# What's with all the unsharping going on?



## thatcherk1 (Oct 14, 2011)

As I've been looking through the many photo contest submissions (especially in landscape), I'm blown away with how much "unsharp-mask"ing is going on. Holy smokes! I think it's probably the most over-used, misapplied function of photoshop, lightroom, etc. It has it's place of course. Subtle sharpening, subtle contrast enhancement. Or over-the-top extreme HDR (not my cup of tea, but still can look interesting). But it's all about moderation and subject. You can get away with bumping it up on clouds frequently. You can do some subtle work on faces or detailed objects. Or even a super detailed subject like a rusted out truck from the 40s, you can go crazy and get some nice surreal results.

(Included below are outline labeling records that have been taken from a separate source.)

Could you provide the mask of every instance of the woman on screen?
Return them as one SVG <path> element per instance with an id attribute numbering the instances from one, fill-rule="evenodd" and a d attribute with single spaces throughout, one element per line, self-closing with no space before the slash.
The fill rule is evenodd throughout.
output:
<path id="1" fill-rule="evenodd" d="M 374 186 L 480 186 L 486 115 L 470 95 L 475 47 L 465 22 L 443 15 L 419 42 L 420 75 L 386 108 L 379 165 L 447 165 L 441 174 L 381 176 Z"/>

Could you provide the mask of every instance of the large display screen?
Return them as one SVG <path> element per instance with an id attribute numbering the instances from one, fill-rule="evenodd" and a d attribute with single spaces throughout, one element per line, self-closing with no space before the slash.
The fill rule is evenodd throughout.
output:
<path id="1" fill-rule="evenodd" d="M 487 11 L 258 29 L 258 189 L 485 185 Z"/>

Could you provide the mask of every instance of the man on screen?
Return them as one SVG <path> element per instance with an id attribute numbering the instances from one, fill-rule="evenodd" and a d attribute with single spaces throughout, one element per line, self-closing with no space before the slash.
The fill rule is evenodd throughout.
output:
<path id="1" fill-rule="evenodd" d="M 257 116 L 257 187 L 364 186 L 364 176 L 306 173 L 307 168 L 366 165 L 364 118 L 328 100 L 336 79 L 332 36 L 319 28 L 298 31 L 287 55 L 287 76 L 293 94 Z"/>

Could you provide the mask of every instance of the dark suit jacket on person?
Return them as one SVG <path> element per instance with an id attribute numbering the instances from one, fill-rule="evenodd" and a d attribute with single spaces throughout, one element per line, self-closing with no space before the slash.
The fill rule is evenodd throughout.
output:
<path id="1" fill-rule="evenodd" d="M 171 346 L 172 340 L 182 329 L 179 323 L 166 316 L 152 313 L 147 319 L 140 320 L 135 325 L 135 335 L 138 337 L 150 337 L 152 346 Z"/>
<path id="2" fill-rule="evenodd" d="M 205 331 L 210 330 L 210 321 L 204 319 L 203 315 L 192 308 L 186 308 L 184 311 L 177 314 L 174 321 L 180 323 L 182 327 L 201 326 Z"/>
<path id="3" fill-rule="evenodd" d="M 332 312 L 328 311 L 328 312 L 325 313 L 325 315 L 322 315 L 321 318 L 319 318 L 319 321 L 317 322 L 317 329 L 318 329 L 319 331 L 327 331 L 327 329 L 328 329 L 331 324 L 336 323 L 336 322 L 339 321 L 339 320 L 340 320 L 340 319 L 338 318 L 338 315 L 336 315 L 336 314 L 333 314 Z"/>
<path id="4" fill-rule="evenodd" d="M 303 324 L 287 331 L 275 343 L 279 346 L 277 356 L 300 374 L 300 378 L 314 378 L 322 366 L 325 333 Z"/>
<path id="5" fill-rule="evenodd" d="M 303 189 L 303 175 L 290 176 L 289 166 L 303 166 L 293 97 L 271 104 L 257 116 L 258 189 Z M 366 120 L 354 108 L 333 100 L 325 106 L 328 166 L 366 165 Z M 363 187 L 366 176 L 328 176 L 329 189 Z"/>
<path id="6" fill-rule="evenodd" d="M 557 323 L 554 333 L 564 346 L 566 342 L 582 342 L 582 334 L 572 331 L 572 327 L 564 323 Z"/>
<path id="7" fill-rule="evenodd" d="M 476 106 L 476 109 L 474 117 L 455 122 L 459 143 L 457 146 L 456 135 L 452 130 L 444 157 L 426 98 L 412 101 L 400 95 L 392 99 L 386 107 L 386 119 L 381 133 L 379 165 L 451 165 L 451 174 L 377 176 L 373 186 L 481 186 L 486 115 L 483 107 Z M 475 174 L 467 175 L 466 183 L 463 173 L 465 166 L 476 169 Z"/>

An example of what I mean:

*Administrator Note:*
Copyrighted images removed. 

Do not hot link or copy and post images that do not belong to you.


----------



## beardofzeus (Oct 14, 2011)

I really despise the halo effect noticeable around the rock in the first image. I think its from over use of the shadows/highlights feature in PS or overdoing HDR from a single image.


----------



## thatcherk1 (Oct 15, 2011)

beardofzeus said:


> I really despise the halo effect noticeable around the rock in the first image. I think its from over use of the shadows/highlights feature in PS or overdoing HDR from a single image.



I don't think it's because of a lack of photos. The thing is that an unsharp mask works to add contrast to areas of little contrast. But in that first shot, there is a good amount of contrast already between the rock and the background. So when you add localized contrast to it, it well...does that.


----------